South American Soccer in Financial Crisis After Arrests
The head of South American soccer, who skipped most of the region’s top competition, said he was forced to stay away from the Copa America to deal with the fallout from turmoil in the sport’s global governing body.
Juan Angel Napout, in his first English-language interview since the FIFA scandal broke May 27, said Conmebol, the South American soccer body, faces a financial crisis after the U.S. Department of Justice charged 14 officials with more than two decades of criminal activity, including racketeering, money laundering and tax evasion.
“It’s a big problem,” said Napout, who arrived in Santiago hours before Saturday night’s Copa America final between hosts Chile and favorite Argentina. “We still haven’t reached the solution to all our financial problems, but in these last three weeks we’ve been paying health programs that had never been paid in 30 years, we paid taxes that were never paid.”

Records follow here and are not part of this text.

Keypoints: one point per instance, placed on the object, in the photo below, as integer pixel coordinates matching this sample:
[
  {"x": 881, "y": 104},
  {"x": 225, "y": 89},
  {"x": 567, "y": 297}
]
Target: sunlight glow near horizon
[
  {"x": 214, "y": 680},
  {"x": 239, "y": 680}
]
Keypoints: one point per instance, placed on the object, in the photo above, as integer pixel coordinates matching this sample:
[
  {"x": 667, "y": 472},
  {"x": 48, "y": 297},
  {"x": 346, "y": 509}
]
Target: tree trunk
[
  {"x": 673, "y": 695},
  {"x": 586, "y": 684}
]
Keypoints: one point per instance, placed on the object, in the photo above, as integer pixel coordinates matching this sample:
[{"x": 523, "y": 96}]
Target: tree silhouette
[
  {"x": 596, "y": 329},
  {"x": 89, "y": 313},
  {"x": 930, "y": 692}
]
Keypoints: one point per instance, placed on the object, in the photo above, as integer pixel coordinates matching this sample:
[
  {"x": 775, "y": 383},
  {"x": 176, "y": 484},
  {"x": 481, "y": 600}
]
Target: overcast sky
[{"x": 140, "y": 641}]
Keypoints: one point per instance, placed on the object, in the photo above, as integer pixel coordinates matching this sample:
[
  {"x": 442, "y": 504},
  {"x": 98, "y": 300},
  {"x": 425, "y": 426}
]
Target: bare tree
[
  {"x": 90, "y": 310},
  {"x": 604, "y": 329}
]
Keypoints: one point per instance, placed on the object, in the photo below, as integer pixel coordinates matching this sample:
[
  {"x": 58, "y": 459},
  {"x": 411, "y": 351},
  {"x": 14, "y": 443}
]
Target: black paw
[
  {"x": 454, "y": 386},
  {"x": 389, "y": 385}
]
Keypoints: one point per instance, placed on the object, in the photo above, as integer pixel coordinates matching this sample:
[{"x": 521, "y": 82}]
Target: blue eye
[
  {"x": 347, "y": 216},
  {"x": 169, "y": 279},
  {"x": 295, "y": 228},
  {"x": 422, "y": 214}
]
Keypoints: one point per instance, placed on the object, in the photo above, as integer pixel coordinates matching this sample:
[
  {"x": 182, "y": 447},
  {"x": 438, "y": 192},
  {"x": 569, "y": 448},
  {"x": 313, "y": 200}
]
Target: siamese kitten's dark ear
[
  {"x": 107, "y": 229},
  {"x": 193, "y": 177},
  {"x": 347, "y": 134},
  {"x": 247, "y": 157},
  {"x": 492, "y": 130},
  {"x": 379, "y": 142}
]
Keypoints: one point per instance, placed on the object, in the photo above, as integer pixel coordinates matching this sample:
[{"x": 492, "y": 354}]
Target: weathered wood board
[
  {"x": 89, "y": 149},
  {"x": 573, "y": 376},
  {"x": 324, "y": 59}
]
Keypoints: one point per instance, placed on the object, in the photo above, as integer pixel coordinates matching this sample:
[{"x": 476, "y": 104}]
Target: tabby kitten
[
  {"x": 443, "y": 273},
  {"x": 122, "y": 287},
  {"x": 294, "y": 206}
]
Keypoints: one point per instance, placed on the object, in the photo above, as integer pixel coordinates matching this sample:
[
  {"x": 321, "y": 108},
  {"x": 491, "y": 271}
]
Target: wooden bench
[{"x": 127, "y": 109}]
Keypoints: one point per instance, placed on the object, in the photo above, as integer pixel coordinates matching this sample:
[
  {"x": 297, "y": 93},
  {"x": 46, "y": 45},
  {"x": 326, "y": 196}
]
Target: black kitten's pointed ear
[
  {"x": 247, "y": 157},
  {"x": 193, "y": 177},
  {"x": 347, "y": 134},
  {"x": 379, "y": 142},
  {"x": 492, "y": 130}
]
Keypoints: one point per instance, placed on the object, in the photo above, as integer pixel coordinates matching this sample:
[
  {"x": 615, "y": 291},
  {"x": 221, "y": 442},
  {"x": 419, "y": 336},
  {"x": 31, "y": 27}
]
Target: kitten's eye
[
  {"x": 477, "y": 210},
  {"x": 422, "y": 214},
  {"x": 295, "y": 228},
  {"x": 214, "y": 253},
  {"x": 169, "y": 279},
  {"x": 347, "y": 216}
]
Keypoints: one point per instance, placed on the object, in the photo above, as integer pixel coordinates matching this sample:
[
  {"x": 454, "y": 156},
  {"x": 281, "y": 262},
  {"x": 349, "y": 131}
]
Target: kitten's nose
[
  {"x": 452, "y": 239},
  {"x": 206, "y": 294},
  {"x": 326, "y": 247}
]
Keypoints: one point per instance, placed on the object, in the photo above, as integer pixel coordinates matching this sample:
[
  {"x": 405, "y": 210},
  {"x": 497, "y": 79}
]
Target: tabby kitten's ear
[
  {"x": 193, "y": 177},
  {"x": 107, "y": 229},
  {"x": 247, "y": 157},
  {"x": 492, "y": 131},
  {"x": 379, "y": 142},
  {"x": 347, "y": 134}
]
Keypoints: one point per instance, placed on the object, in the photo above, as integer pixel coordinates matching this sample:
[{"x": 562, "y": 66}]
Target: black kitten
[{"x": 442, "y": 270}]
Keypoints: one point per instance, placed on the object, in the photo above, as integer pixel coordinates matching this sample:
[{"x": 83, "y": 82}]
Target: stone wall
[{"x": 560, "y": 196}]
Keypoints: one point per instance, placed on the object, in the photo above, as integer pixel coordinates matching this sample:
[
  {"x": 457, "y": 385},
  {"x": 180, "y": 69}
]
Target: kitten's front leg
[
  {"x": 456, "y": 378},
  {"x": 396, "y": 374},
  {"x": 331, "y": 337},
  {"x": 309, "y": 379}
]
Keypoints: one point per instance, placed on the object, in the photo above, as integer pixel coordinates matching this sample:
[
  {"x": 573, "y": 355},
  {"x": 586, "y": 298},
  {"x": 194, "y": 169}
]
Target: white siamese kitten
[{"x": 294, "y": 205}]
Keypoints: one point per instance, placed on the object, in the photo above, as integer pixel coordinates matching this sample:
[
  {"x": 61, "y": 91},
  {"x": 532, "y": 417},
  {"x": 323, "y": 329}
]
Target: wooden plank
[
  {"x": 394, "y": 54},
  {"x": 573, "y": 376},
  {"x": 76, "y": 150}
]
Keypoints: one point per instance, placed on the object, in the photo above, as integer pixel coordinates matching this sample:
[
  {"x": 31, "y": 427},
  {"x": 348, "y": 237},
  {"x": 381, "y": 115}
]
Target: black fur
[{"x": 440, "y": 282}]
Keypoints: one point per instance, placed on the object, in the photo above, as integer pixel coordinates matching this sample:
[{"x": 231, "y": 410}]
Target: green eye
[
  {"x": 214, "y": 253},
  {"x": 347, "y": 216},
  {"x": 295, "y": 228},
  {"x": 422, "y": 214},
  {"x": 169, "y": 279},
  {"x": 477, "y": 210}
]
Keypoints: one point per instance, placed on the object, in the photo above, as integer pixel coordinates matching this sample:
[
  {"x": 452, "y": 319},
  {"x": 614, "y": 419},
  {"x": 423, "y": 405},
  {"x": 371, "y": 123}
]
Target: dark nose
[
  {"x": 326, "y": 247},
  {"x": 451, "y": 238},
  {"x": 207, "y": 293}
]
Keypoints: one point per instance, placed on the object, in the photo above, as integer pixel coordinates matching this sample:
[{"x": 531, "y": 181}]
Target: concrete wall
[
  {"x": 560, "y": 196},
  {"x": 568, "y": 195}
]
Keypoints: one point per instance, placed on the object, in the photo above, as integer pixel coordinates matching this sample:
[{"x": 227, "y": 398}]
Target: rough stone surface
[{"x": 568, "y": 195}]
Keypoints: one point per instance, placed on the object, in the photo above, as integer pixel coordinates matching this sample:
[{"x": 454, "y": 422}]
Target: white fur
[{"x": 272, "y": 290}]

Conmebol is among the worst-affected bodies following the raid on FIFA executives by Swiss authorities acting on behalf of the U.S. Several officials, including Napout, who was elected president in March, stayed away from the three-week regional competition. Venezuelan soccer head Rafael Esquivel remains under arrest in Switzerland, where he’s fighting extradition. And former Conmebol head Nicolas Leoz is under house arrest in Paraguay following the U.S. charges.
Probe’s Center
The Copa America, soccer’s oldest regional competition, is at the center of the U.S. probe. Authorities there allege current and former South American soccer officials took more than $100 million in bribes from a marketing company in exchange for television and sponsorship rights. The future of a special centenary tournament, slated to be held in the U.S. in 2016, remains in doubt.
“That’s on the lawyer side,” Napout said of the 2016 event. “I don’t want to be quoted on that. Everything is being studied by lawyers.”
Napout, who said he’ll present the Copa America winner’s trophy on Saturday, said Conmebol had hired two auditing firms to “try and clean everything.”
The audit comes after decades of impunity for the soccer group, which operated under a type of diplomatic immunity granted to its headquarters by Paraguay’s government. That immunity was canceled following the FIFA crisis. “We don’t want that, we want Conmebol to be open,” Napout said.
Dignitaries Absent
Conmebol, which only has $10 million in cash reserves, has had to pay $2.8 million in unpaid employee health costs and a further $1 million in taxes over the past few weeks, he said.
The soccer body hasn’t yet approached FIFA for financial assistance although it has asked its lenders for support, Napout said.
South American soccer officials aren’t the only ones to have stayed away from the tournament. FIFA President Sepp Blatter, who was at the final in 2011, has also been absent.
The lack of dignitaries meant Gianni Infantino, general secretary of UEFA, European soccer’s governing body, had to assist in handing out medals after Friday’s third-place playoff between Peru and Paraguay.
The current tournament also faces a cash shortfall of more than $30 million, which has put at risk the payment of millions of dollars in promised prize money. Napout has vowed to find a solution. “We’re going to comply with everything,” said Napout.